Some techniques are characterized as "coercive." These techniques "place the detainee in more physical and psychological stress." Id. at 7. Coercive techniques "are typically not used in combination, although some combined use is possible." Id. Walling "is one of the most effective interrogation techniques because it wears down the [detainee] physically, heightens uncertainty in the detainee about what the interrogator may do to him, and creates a sense of dread when the [detainee] knows he is about to be walled again." Id. [4] A detainee "may be walled one time (one impact with the wall) to make a point or twenty to thirty times consecutively when the interrogator requires a more significant response to a question," and "will be walled multiple times" during a session designed to be intense. Id. Walling cannot practically be used at the same time as other interrogation techniques.
Water temperature and other considerations of safety established by OMS limit the use of another coercive technique, water dousing. See id. at 7-8. The technique "may be used frequently within those guidelines." Id. at 8. As suggested above, interrogators may combine water dousing with other techniques, such as stress positions, wall standing, the insult slap, or the abdominal slap. See id. at 8.

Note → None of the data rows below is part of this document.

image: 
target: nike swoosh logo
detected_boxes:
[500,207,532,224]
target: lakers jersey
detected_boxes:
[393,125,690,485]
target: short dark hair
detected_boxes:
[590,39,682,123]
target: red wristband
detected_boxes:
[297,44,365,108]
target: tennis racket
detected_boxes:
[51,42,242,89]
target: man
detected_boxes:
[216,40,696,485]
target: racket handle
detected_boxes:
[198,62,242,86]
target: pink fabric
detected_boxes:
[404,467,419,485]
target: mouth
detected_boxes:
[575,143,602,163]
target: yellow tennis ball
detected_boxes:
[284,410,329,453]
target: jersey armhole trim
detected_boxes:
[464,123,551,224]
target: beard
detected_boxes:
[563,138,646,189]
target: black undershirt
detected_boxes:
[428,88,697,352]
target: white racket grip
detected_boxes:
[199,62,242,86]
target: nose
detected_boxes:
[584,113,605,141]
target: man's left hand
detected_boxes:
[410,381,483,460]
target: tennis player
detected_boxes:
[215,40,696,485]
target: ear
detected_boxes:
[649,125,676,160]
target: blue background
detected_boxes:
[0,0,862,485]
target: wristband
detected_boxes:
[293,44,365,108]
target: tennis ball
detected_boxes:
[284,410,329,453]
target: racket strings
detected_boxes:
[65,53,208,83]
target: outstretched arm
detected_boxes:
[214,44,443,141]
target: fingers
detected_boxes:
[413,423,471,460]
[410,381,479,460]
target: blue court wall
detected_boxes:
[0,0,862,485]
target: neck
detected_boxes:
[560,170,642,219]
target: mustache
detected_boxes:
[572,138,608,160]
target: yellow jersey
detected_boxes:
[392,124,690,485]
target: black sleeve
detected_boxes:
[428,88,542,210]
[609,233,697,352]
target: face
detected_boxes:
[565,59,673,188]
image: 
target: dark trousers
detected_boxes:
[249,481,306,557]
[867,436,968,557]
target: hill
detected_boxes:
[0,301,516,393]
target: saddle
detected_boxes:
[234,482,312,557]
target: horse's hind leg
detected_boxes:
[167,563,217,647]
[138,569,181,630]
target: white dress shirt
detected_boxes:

The use of stress positions is "usually self-limiting in that temporary muscle fatigue usually leads to the [detainee's] being unable to maintain the stress position after a period of time." Id. Depending on the particular position, stress positions may be combined with water dousing, the insult slap, the facial hold., and the attention grasp. See id. Another coercive technique, wall standing, is "usually self-limiting" in the same way as stress positions. Id. It may be combined with water dousing and the abdominal slap. See id. OMS guidelines limit the technique of cramped confinement to no more than eight hours at a time and 18 hours a day, and confinement in the "small box" is limited to two hours. Id. Cramped confinement cannot be used in simultaneous combination with corrective or other coercive techniques.
We understand that the CIA's use of all these interrogation techniques is subject to ongoing monitoring by interrogation team members who will direct that techniques be discontinued if there is a deviation from prescribed procedures and by medical and psychological personnel from OMS who will direct that any or all techniques be discontinued if in their professional judgment the detainee may otherwise suffer severe physical or mental pain or suffering. See Techniques at 6-7.
A Prototypical Interrogation
In a "prototypical interrogation," the detainee begins his first interrogation session stripped of his clothes, shackled, and hooded, with the walling collar over his head and around his neck. Background Paper at 9-10. The interrogators remove the hood and explain that the detainee can improve his situation by cooperating and may say that the interrogators "will do what it takes to get important information." Id. [5] As soon as the detainee does anything, inconsistent with the interrogators' instructions, the interrogators use an insult slap or abdominal slap. They employ walling if it becomes clear that the detainee is not cooperating in the interrogation. This sequence "may continue for several more iterations as the interrogators continue to measure the [detainee's] resistance posture and apply a negative consequence to [his] resistance efforts." Id. The interrogators and security officers then put the detainee into position for standing sleep deprivation, begin dietary manipulation through a liquid diet, and keep the detainee nude (except for a diaper). See id. at 10-11. The first interrogation session, which could have lasted from 30 minutes to several hours, would then be at an end. See id. at 11.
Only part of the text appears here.